Una tragedia que conmociona a todo un estado y que vuelve a poner en jaque la responsabilidad de las empresas de gas en México. Vivian Aguilar, la joven madre que se convirtió en heroína al proteger con su propio cuerpo a su pequeña hija de 6 años en medio de una bola de fuego, falleció este jueves tras una agonía de una semana.
El fatídico 6 de agosto, Vivian transitaba por la colonia Las Granjas, en Cuernavaca, cuando la explosión de una pipa de Gas Titanium desató el caos. En una reacción puramente instintiva, cubrió a su pequeña ante las llamas. Tras ser trasladada de urgencia a la Ciudad de México por la extrema gravedad de sus quemaduras, la joven no resistió más, convirtiéndose en la primera víctima mortal de esta negligencia.
La muerte de Vivian Aguilar no solo deja un vacío doloroso e irreparable en su familia, sino que cambia drásticamente el escenario legal del siniestro. Hasta hoy, la Fiscalía de Morelos investigaba únicamente lesiones y daños a propiedad privada; ahora, el expediente deberá ser reclasificado para perseguir la responsabilidad penal por homicidio.

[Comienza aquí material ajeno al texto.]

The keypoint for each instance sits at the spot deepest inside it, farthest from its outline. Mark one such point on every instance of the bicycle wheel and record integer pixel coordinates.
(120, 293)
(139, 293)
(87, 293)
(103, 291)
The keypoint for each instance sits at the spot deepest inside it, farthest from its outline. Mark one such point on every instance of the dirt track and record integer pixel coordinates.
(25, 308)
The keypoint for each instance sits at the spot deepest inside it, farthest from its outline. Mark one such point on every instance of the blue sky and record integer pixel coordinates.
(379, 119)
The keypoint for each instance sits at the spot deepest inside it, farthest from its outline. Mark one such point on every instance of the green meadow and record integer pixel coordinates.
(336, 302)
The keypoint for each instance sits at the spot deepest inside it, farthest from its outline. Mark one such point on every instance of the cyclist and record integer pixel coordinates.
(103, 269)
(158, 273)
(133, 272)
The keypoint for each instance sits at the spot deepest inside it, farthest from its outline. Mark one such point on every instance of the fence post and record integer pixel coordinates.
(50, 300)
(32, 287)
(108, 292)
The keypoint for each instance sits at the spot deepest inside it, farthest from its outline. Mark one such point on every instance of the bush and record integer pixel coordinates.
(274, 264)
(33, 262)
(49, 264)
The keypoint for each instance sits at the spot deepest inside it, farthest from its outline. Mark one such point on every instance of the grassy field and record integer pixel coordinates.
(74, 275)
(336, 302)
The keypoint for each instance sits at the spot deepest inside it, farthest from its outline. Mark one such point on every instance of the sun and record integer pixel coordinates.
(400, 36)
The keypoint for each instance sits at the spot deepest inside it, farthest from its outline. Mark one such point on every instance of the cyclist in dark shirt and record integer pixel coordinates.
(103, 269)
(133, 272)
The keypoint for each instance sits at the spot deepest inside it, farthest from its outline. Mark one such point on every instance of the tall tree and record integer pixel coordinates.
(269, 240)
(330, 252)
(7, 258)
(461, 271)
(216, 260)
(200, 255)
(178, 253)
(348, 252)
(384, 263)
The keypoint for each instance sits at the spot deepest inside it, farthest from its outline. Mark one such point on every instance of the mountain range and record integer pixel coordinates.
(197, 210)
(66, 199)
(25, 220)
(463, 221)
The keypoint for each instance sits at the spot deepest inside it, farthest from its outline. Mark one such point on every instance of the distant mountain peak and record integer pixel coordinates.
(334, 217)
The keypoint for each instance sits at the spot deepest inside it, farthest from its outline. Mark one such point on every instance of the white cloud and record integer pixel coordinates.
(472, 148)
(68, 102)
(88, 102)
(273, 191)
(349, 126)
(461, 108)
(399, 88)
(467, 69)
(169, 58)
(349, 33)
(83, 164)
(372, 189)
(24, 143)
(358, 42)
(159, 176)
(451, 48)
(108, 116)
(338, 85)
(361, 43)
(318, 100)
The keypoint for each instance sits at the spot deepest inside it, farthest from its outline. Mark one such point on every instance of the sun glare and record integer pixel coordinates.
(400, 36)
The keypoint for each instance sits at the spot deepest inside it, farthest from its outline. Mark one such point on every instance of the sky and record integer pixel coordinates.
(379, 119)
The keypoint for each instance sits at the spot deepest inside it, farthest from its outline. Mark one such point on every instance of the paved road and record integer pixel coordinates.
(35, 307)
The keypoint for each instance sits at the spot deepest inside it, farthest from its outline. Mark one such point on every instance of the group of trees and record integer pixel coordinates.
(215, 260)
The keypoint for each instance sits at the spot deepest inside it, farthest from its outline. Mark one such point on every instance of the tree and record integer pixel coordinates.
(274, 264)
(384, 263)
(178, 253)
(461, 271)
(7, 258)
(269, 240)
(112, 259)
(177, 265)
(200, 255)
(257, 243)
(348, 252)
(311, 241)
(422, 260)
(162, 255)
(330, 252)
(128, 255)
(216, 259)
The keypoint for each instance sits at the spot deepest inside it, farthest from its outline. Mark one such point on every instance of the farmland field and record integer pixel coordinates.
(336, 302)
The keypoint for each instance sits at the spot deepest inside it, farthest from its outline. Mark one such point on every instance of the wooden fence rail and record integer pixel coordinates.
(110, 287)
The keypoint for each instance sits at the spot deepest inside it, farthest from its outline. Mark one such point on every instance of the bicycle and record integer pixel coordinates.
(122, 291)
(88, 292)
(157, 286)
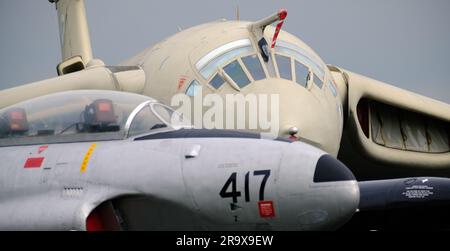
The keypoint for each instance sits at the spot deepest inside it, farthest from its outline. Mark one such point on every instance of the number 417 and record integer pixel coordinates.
(235, 194)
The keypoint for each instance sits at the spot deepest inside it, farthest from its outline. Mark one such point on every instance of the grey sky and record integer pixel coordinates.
(402, 42)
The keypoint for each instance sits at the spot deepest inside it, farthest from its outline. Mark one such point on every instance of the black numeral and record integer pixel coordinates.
(266, 174)
(233, 194)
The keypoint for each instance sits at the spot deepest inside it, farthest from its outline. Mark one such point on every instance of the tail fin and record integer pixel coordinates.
(74, 34)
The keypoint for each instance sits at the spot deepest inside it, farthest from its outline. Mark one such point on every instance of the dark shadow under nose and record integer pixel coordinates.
(329, 169)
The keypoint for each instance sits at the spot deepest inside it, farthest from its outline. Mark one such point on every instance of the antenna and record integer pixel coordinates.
(73, 30)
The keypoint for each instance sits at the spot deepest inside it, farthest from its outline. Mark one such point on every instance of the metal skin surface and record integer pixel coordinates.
(158, 187)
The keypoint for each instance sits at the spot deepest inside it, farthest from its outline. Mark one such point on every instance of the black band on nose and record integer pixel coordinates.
(329, 169)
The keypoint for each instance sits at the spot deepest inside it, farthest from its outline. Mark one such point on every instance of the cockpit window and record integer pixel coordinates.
(302, 56)
(318, 81)
(193, 88)
(235, 71)
(71, 116)
(332, 88)
(284, 67)
(217, 81)
(211, 67)
(301, 74)
(254, 66)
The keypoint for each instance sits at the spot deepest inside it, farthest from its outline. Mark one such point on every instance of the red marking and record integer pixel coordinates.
(181, 82)
(15, 126)
(282, 14)
(42, 148)
(292, 138)
(266, 209)
(34, 162)
(17, 115)
(94, 222)
(104, 107)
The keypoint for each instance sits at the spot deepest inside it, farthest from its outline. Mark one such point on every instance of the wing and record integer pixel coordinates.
(419, 203)
(390, 131)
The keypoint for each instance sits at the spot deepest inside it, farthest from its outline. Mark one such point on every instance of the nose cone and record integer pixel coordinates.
(329, 169)
(335, 182)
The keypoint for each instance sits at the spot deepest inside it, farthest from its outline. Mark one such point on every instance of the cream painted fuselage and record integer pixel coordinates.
(172, 65)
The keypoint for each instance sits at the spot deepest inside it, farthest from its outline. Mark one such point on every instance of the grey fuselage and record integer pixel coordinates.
(167, 182)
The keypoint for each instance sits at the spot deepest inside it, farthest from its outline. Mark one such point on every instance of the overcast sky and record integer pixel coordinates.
(403, 42)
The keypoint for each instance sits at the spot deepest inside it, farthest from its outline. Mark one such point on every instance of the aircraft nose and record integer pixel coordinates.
(319, 192)
(337, 184)
(330, 169)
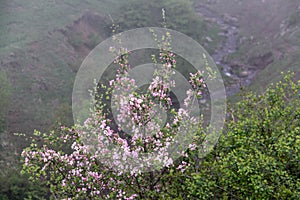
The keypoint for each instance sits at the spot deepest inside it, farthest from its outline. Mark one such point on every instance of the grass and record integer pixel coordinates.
(46, 60)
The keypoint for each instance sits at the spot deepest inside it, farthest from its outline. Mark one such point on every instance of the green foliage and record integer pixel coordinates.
(180, 16)
(258, 156)
(5, 93)
(16, 186)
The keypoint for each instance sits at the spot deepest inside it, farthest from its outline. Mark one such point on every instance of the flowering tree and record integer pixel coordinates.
(143, 152)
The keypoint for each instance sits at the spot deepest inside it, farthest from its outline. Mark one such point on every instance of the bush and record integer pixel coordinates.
(258, 156)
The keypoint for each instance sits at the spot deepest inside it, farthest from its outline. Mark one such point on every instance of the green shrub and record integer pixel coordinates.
(258, 156)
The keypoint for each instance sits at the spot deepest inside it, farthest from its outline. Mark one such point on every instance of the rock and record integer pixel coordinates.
(208, 39)
(244, 74)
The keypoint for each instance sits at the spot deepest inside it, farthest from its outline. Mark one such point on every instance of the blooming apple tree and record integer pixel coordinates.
(143, 151)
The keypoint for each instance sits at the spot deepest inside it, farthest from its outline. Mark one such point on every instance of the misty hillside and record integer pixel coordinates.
(44, 42)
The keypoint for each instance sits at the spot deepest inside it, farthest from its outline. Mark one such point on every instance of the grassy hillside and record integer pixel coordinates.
(42, 45)
(269, 36)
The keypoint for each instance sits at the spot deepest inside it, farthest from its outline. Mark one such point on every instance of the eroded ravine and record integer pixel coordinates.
(231, 32)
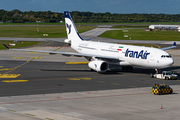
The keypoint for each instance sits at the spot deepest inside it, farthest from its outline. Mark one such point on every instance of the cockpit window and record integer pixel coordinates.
(166, 56)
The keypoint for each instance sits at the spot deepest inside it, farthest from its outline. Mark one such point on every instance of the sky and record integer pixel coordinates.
(96, 6)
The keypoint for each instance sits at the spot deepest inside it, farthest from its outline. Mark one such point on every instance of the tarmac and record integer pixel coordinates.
(87, 95)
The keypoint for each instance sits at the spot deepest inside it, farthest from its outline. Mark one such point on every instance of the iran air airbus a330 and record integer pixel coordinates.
(100, 55)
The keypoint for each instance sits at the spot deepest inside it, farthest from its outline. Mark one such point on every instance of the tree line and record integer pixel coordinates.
(17, 16)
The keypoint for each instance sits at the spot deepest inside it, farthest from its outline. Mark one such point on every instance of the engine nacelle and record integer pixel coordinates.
(99, 66)
(67, 41)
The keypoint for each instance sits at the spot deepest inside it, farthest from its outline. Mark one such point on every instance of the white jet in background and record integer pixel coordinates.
(100, 54)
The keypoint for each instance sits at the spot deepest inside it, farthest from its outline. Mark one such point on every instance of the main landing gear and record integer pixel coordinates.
(127, 68)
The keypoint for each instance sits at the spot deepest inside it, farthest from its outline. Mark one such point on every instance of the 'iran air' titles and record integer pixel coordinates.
(136, 54)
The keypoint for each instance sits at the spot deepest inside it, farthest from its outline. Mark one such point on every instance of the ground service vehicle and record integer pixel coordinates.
(161, 89)
(167, 75)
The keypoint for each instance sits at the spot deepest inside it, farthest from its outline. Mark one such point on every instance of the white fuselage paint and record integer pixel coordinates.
(131, 55)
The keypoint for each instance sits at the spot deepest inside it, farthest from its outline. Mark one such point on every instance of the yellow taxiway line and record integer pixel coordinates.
(9, 75)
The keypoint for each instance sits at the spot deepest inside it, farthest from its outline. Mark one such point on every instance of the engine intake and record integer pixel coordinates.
(99, 66)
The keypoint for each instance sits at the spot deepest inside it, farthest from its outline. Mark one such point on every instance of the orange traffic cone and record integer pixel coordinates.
(161, 107)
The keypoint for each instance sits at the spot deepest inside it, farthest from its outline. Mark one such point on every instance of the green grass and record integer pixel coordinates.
(18, 44)
(31, 31)
(140, 34)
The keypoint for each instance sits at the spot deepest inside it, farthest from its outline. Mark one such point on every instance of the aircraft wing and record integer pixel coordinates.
(166, 48)
(71, 54)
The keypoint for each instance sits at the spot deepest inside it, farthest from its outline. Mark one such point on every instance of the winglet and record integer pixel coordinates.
(174, 44)
(6, 46)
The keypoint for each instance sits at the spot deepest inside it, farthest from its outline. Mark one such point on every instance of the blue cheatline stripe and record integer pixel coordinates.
(67, 15)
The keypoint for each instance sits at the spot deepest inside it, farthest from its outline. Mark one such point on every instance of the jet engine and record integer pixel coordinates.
(99, 66)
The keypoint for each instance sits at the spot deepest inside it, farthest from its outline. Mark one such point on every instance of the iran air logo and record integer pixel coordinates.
(69, 28)
(137, 54)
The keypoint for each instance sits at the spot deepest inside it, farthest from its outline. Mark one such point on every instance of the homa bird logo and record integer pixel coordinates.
(136, 54)
(69, 28)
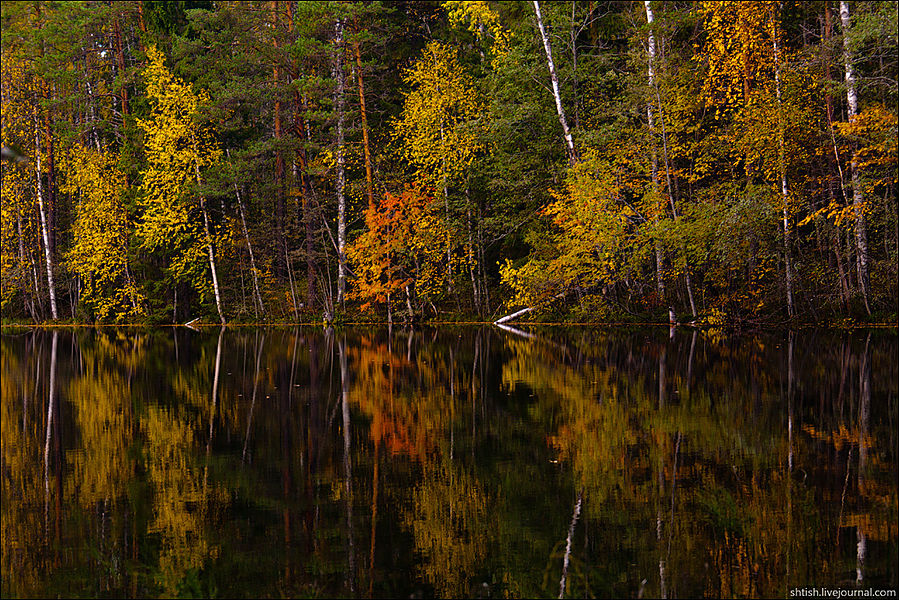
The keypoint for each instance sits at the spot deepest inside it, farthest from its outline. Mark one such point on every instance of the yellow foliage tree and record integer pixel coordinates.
(438, 132)
(178, 148)
(100, 252)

Mientras la empresa matriz y sus aseguradoras comienzan a ser acorraladas por las autoridades para pagar las indemnizaciones, diez personas más luchan por su vida en distintos hospitales, entre ellas una menor de 15 años trasladada de emergencia a Texas. La indignación social crece y la exigencia de justicia por la memoria de Vivian retumba con más fuerza que nunca.